Clemens Först, Vorstandssprecher der Rail Cargo Group ÖBB und Vorsitzender der RailFreightForward Initiative, streicht heraus: „Die Digitale Automatische Kupplung bietet die einzigartige Chance den europäischen Schienengüterverkehr zu revolutionieren. Sie ist ein Schlüsselelement für die Transformation der Betriebsführung von Eisenbahnen.“ Da sie mithilfe von neuen Technologien und Innovationen mehr Kapazität für die Verlagerung auf die Schiene ermöglicht, schafft sie die Grundlage für Verlagerung und Klimaschutz. Sie gilt als Wegbereiter für die weitere Digitalisierung und Automatisierung des europäischen Bahnsystems und ist damit die Voraussetzung, um den Anteil des Schienengüterverkehrs europaweit signifikant zu erhöhen und die Ziele des Green Deals zu erreichen. Die DAK kann durch eine Strom- und Datenbusleitung im gesamten Zug eine Vielzahl von betrieblichen Prozessen bei Zug- und Verschubfahrten optimieren. Auch Zugintegritätsprüfungen sind mit der DAK realisierbar, die als infrastrukturelle Voraussetzung für die Einführung der nächsten Generation des europäischen Zugsicherungssystems (ETCS Level 3) gelten. Die DAK bildet die Grundlage für eine Vielzahl an Applikationen für Kunden, wirtschaftlichen Betrieb und optimierte Instandhaltung.


Das Testprocedere

Im Zuge des Konsortiums DAC4EU wurden vier Prototypen der DAK nach einem festgelegten Testprocedere auf Herz und Nieren getestet. Dellner Couplers AB, Voith GmbH & Co. KGaA und Wabtec Corporation entwickelten zwei Scharfenberg-Designs und ein Schwab-Design. Ein SA 3-Design wurde schon zu einem früheren Zeitpunkt aus dem Prozess zurückgezogen. So wurde u.a. das Verhalten der verschiedenen DAK in Gleisbögen mit unterschiedlichen Gleisradien genauso getestet, wie das Kuppeln bei unterschiedlichen Geschwindigkeiten und unter verschiedenen Beladezuständen. Diese Ergebnisse wurden für die Bewertung der Prototypen in das von dem europäischen Förderprogramm Shift2Rail (S2R) ermöglichte EDDP eingebracht. Um eine Entscheidung für ein europaweit einheitliches Kupplungskopfdesign vorzubereiten, setzte das EDDP einen Prozess startend mit der Definition der Kriterien für den Auswahlprozess auf. Rund 100 EDDP-Expert:innen aus 36 europäischen bahn-affinen Unternehmen bewerteten für jede Kupplung im Sommer dieses Jahres die Ergebnisse zweier Testprogramme (DAC4EU und Trafikverket/Swedish Winter Tests). Die Entscheidung über das künftig europaweit einheitliche Kupplungskopfdesign für den europäischen Schienengüterverkehr fiel auf das Scharfenberg-Design. In der nächsten Phase werden von den Herstellern konkrete Lösungen zur Abdeckung der restlichen Anforderungen vorgestellt, Lebenszykluskosten ermittelt und die notwendigen Schritte zur Serienfertigung vorbereitet.
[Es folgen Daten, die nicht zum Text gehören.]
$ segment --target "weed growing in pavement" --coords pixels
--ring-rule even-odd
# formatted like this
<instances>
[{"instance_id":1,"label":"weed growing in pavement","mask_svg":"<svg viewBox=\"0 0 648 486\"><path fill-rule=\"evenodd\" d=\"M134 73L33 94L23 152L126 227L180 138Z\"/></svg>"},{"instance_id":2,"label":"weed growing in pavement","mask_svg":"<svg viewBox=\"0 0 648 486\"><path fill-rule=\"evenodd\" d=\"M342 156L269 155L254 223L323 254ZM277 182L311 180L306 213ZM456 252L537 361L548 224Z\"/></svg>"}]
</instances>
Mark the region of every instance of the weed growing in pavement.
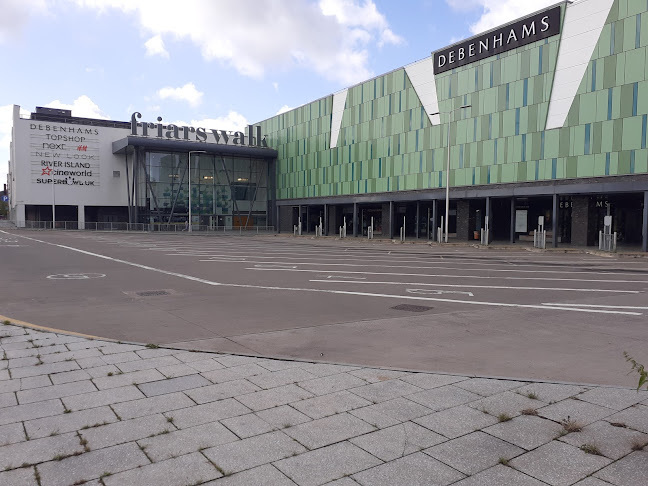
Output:
<instances>
[{"instance_id":1,"label":"weed growing in pavement","mask_svg":"<svg viewBox=\"0 0 648 486\"><path fill-rule=\"evenodd\" d=\"M594 444L583 444L582 446L580 446L580 450L583 451L585 454L592 454L594 456L603 455L599 450L599 448L596 447Z\"/></svg>"}]
</instances>

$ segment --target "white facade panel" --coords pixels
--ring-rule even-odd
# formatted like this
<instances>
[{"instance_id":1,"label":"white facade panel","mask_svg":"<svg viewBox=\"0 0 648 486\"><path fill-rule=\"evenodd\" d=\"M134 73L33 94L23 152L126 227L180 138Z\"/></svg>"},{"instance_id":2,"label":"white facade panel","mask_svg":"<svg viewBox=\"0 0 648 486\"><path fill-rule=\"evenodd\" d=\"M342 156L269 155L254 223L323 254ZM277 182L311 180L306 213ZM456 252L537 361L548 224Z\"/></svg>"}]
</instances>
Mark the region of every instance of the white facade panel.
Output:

Das europäische Konsortium DAC4EU

Das Konsortium DAC4EU, bestehend aus dem Konsortiumsleader DB AG, den Güterbahnen ÖBB Rail Cargo Group, DB Cargo und SBB Cargo sowie den Wagenhaltern Ermewa, GATX Rail Europe und VTG, setzt sich dafür ein, Züge in ganz Europa mit der Digitalen Automatischen Kupplung auszustatten. Mit Juni 2020 hat das Konsortium seine Arbeit aufgenommen. Bis 2030 sollen Züge in ganz Europa mit der neuen Technologie ausgestattet sein und dazu beitragen, dass der Schienengüterverkehr eine wesentliche Rolle im europäischen Mobilitätssystem der Zukunft spielt. Das deutsche Bundesministerium für Verkehr und digitale Infrastruktur (BMVI) finanziert das Projekt in der Projektlaufzeit von zweieinhalb Jahren mit rund 13 Millionen Euro.


Links

DAC4EU (Projektdetails) >>>

ÖBB Güterverkehr – Railcargo Group >>>

ÖBB Konzern >>>

DEEF-Beitrag “ÖBB Rail Cargo Group: Neue intermodale Nonstop-Verbindung zwischen Österreich und Norditalien” >>>

DEEF- Beitrag “Rollende Landstraße (RoLa) wird deutlich ausgebaut” >>>

DEEF-Blog 2018: Erster Güterzug aus China in Wien eingetroffen >>>


Text / Fotos / Videos copyright DEEF / Dr. Michael Alexander Tiberius Populorum.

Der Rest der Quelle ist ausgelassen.